Ainsi, les pouvois publics motivent-ils ouvertement les familles et les individus à placer leur épargne dans un actif souvent volatil, dont la valeur est difficile à quantifier, dont la réalisation (c’est-à-dire la vente) prend parfois plusieurs mois et qui occasionne en outre divers frais d’entretien, charges de copropriété, etc… Quelle est la crédibilité d’une politique publique dont l’objectif est de canaliser l’épargne en direction du marché immobilier, quand il est tellement plus utile à la collectivité d’investir dans la recherche et le développement, dans les infrastructures ou encore dans la création de nouvelles entreprises ? La pierre est effectivement un placement stérile tant pour l’individu que pour l’ensemble de l’économie, sachant que – par ailleurs – la promotion de l’accès à la propriété immobilière constitue une régression sociale fondamentale.

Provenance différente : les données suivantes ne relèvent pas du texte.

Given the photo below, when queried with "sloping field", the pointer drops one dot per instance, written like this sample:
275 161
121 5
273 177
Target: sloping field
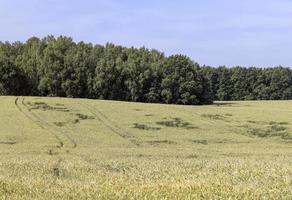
54 148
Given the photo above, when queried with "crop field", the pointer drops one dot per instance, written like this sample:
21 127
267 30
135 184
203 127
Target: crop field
57 148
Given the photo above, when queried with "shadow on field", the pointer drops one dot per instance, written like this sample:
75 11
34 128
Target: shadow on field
145 127
268 129
176 123
8 142
223 104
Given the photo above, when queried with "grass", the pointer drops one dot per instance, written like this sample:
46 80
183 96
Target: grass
55 148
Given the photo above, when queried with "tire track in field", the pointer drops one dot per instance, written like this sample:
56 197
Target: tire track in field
71 140
47 126
56 168
61 143
101 117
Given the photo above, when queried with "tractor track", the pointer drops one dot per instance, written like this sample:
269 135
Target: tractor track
61 143
45 125
110 124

L’accumulation de richesses immobilières ne profite effectivement qu’à celles et à ceux qui ont suffisamment de chance d’avoir des parents et des grands-parents propriétaires, dont ils vont hériter. La propriété immobilière ne fait que perpétuer un système basé sur la succession qui défavorise indiscutablement les laissés pour compte privés d’ascenseur social. Ce faisant, l’Etat encourage une authentique évasion fiscale – ou à tout le moins une méga niche fiscale – qui renforce les lobbies immobiliers, qui autorise de payer moins d’impôt, et qui déséquilibre la compétition par le mérite en favorisant notoirement les héritiers chanceux.

La propriété immobilière décourage indirectement le développement de nouveaux talents qui, d’une part se retrouvent privés de liquidités préférant aller se loger dans la pierre et qui, d’autre part, sont pénalisés par rapport à celles et à ceux ayant la chance d’hériter de l’épargne de leurs parents. Comme la propriété immobilière a en outre un impact négatif tout à la fois sur la mobilité géographique du travail que sur la création de nouvelles entreprises, il est possible d’en conclure que l’immobilier constitue une externalité négative sur l’emploi. Une étude de l’Université de Warwick (http://www.iie.com/publications/wp/wp13-3.pdf) étant même parvenue à la déduction selon laquelle l’augmentation du chômage dans un Etat américain était étroitement corrélée au nombre de propriétaires de biens immobiliers ! S’il va de soi que tout individu est libre d’acquérir une propriété, il ne devrait pas être des attributions de l’Etat de subventionner de tels investissements, comme il ne permet aucune déduction fiscale pour un achat de bien de luxe. La clémence et la sollicitude fiscales accordées par l’Etat aux propriétaires de biens immobiliers créent donc une distorsion majeure dans l’allocation du capital, favorisent les lobbies liés au marché immobilier, nuisent aux transferts équitables des richesses, et sapent une mobilité indispensable dans un marché du travail en pleine évolution. Tout en contribuant à la formation de bulles spéculatives aux effets dévastateurs pour l’ensemble de l’économie.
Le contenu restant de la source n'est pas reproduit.